Case Studies of Designing Social Learning Systems
The following account of the various case studies is not intended to be an extensive and detailed description of the individual case studies. Instead the aim is to draw out those aspects which shed light on the design of social learning systems. As noted above, not all of this work involves social science, but the general principles and experiences are of direct relevance to the inquiry about social science integration into policy.
Integrating Environment Agency Catchment Science into Policy
The first case study, which took place after the SLIM research mentioned above, centred on co-research beginning in 2006 with the Catchment Science group of the Environment Agency (EA) of England and Wales. The aim was to facilitate integration of a range of physical sciences with policy imperatives to progress implementation of the EU Water Framework Directive within the EA's science activities. Recognising the disparity between the different sciences, the aim of the research was to design a social learning system for the catchments scientists within the EA to enable them to integrate their different disciplinary perspectives and to contribute to the effective design of policy.
The work began by focussing upon clarification of purpose. This was done using a range of systems diagramming techniques to explore context and different conceptual models of catchment science (relating to epistemology in the SLIM heuristic). During the first workshop with the catchment scientists, it quickly became apparent that there was no shared conceptual framing of integrated catchment management or catchment science within the Science Group or across the EA as a whole or indeed the wider literature. It was also apparent that there were marked differences between scientists and policy makers as to defining their various roles and responsibilities: each thought the other should follow them.
A learning system was designed to work through the issues with the Science Group centred on a series of workshops over 18 months in which the nature of integrated science and the relationship between policy and science was explored in some detail. The research is described in more detail elsewhere (see Collins and Ison 2010).
Despite best intentions and commitment to learning, the scientists found it difficult to find ways to integrate their different sciences. Debates continued on which particular scientific discipline was the most important to understand catchments. Significant progress on integrating the sciences was only really achieved when it was realised by some members of the group that the science needed to be discussed in relation to policy. Policy-makers were then invited into the process and the social learning started anew, this time exploring how different framings of science and catchments were constraining or enabling integration of science and policy.
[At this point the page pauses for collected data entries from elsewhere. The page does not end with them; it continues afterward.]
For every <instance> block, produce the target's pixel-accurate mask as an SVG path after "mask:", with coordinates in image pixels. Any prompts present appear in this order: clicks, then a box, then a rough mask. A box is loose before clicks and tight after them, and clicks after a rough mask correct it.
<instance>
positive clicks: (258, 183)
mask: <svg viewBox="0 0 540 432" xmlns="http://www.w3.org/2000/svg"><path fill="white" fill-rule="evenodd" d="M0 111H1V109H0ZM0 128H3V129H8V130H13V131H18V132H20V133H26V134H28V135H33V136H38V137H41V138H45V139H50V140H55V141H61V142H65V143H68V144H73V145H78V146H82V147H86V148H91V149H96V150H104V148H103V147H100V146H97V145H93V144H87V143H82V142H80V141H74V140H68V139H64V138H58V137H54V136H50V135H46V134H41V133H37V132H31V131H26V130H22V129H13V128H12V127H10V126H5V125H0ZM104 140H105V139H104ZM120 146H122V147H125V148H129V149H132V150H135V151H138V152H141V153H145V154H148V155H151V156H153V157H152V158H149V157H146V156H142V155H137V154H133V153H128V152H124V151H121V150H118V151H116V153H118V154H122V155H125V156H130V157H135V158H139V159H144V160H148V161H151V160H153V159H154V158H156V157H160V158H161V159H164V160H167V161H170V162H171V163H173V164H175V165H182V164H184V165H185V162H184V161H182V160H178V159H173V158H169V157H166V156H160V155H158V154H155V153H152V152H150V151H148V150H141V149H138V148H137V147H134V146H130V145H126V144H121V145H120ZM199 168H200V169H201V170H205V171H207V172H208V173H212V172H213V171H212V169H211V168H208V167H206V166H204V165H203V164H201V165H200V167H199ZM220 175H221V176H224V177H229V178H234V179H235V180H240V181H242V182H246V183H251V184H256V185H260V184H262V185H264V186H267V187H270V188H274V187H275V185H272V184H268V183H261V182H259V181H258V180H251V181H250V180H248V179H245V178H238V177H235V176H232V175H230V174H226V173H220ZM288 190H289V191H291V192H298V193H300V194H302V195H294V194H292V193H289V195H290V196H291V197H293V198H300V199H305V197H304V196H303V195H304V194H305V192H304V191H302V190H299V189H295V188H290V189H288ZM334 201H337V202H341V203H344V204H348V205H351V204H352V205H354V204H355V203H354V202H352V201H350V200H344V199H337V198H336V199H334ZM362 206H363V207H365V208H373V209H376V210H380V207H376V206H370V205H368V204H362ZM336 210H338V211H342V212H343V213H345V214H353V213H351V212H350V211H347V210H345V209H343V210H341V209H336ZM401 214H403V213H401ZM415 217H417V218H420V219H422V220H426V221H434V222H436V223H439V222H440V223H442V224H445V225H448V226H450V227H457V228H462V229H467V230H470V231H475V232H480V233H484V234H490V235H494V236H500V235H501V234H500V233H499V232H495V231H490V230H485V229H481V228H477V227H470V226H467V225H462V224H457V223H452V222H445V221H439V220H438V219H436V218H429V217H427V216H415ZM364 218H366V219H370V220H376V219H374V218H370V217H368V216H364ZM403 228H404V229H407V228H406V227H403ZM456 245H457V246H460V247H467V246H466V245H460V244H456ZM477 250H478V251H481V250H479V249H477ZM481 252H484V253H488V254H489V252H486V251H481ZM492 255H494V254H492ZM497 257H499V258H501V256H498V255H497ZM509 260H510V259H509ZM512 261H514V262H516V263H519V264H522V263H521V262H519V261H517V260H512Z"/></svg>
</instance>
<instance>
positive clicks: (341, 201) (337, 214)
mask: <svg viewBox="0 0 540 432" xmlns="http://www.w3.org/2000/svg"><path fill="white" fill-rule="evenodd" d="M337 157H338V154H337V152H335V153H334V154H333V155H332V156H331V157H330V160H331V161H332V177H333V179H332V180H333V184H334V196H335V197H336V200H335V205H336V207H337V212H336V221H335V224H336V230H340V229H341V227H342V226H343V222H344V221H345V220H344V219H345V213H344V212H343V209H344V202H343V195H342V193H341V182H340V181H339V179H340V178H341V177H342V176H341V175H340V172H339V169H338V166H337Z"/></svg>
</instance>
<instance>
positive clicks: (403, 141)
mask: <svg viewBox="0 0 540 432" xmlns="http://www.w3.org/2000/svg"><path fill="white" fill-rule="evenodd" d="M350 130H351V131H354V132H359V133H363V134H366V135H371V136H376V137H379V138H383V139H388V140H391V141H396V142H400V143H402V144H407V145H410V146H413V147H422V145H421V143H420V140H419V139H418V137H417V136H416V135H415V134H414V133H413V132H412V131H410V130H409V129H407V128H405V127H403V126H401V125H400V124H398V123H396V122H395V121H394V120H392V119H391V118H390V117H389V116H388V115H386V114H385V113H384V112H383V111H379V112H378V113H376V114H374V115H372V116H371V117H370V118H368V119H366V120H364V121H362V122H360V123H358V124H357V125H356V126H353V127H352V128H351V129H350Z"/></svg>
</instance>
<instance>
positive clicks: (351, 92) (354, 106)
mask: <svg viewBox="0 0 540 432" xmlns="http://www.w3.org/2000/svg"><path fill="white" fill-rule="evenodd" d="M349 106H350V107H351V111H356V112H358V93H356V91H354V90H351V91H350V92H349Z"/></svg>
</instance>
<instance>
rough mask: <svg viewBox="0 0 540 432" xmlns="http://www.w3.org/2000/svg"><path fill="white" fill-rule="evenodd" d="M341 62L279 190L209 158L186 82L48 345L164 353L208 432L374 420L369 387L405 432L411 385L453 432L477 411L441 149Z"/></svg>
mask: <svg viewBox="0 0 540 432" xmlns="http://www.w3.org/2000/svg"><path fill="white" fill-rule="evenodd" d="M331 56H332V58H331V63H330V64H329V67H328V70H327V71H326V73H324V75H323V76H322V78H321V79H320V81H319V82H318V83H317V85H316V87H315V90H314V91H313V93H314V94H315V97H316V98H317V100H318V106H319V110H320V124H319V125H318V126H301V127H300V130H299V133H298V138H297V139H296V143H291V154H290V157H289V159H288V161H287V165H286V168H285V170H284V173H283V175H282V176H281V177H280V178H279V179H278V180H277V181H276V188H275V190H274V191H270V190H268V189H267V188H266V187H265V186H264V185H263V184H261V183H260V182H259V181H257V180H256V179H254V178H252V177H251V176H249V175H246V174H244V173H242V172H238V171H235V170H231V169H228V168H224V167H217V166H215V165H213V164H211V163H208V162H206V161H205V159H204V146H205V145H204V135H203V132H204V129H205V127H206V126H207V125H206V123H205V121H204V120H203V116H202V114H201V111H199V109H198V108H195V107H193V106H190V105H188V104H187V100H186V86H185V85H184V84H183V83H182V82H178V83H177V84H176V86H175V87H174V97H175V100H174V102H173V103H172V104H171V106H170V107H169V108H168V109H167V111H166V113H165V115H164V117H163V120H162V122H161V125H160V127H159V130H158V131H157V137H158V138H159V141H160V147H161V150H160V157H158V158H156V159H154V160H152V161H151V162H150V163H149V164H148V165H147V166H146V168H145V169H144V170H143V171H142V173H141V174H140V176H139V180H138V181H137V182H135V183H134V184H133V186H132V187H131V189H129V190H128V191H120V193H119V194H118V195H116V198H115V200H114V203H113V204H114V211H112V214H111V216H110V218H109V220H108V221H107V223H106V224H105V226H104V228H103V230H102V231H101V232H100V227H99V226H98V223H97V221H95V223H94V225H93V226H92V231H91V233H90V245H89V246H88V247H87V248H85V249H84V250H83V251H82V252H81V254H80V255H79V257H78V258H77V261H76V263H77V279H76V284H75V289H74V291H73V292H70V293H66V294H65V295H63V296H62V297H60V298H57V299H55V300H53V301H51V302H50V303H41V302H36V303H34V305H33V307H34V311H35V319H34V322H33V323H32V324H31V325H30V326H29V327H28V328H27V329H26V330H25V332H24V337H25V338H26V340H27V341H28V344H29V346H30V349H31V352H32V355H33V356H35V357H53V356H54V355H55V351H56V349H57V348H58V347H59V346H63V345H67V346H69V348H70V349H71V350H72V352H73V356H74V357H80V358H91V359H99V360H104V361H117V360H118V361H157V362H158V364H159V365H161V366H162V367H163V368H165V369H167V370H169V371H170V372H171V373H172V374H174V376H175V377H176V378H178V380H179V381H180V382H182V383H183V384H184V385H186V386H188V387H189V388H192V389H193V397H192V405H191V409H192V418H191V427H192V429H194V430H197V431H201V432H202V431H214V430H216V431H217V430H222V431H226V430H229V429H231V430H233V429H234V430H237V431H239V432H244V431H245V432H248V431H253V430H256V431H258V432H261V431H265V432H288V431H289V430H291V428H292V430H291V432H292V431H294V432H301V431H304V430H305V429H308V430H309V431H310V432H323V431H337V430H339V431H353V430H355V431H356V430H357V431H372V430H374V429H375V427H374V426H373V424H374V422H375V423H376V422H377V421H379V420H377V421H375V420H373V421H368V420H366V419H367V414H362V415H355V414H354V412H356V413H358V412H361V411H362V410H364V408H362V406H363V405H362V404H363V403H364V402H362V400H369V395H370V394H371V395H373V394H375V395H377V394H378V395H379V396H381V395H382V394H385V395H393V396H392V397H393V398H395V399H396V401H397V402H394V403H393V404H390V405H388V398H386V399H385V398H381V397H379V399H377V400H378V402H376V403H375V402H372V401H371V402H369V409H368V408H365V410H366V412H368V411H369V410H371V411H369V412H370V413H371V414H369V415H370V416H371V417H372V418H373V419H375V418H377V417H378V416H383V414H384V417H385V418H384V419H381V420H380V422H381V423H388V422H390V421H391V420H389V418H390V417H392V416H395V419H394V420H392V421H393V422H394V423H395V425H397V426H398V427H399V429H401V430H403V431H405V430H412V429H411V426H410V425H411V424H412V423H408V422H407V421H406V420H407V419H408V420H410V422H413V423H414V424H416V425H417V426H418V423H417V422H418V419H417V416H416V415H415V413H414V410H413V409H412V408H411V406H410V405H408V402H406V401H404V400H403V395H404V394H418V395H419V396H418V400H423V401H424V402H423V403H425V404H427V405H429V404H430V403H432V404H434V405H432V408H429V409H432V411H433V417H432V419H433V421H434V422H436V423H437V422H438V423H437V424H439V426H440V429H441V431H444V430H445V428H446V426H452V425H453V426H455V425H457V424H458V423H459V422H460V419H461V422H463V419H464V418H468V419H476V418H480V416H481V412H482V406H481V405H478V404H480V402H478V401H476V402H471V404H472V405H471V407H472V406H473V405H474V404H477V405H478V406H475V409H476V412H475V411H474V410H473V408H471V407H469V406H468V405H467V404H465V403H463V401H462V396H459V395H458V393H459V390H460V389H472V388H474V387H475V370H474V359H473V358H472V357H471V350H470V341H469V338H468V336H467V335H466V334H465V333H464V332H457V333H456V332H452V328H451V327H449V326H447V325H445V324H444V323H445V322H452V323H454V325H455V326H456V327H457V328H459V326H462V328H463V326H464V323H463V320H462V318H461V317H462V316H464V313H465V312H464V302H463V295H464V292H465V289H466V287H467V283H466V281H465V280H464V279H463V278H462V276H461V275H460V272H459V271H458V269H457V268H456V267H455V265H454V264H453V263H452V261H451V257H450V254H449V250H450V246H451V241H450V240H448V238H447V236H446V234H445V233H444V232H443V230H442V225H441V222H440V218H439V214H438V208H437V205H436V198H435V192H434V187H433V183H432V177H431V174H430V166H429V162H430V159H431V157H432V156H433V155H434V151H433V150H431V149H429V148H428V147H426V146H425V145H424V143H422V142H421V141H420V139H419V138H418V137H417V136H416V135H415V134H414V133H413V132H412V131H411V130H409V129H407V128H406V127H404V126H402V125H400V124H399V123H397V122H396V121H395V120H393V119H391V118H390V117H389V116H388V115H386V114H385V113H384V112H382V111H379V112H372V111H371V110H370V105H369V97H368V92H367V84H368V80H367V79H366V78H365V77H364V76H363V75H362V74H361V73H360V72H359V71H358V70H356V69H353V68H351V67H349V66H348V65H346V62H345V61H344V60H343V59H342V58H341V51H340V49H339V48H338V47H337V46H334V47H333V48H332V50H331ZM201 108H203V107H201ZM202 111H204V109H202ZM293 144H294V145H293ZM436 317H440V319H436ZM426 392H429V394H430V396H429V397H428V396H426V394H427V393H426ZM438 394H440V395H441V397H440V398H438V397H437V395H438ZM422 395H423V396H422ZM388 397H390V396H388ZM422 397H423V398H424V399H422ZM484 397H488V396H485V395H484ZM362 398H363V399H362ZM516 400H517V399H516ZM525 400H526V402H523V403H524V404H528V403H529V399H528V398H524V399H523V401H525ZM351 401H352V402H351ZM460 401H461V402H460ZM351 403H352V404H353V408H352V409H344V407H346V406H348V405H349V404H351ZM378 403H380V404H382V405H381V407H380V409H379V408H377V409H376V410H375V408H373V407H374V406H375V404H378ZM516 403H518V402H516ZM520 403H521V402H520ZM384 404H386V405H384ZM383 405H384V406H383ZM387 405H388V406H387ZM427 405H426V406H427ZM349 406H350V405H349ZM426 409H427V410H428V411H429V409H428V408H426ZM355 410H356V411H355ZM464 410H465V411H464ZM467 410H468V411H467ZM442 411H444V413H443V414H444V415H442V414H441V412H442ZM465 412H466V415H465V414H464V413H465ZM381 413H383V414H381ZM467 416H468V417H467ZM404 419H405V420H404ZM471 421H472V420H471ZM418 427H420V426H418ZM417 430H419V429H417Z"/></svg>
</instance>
The research ended earlier than anticipated for a variety of institutional reasons, including organisational changes and personnel shifts. Even so, a key finding was that integration of the different scientific disciplines only really became possible at the level of, and in relation to, policy objectives rather than the level of scientific disciplines themselves. This is consistent with understanding integration as an emergent property of a system – in this case a system to develop integrated catchment science and policy. It also highlights the futility of expecting the sciences (whether physical or social) to be able to provide or pre-specify integration as a precursor or 'ingredient to' policy. Instead, for integration into policy to occur, sciences need to be reconceptualised not as the determinant of policy or receiver of policy, but as part of the system of managing for emergence of integration in natural resource managing.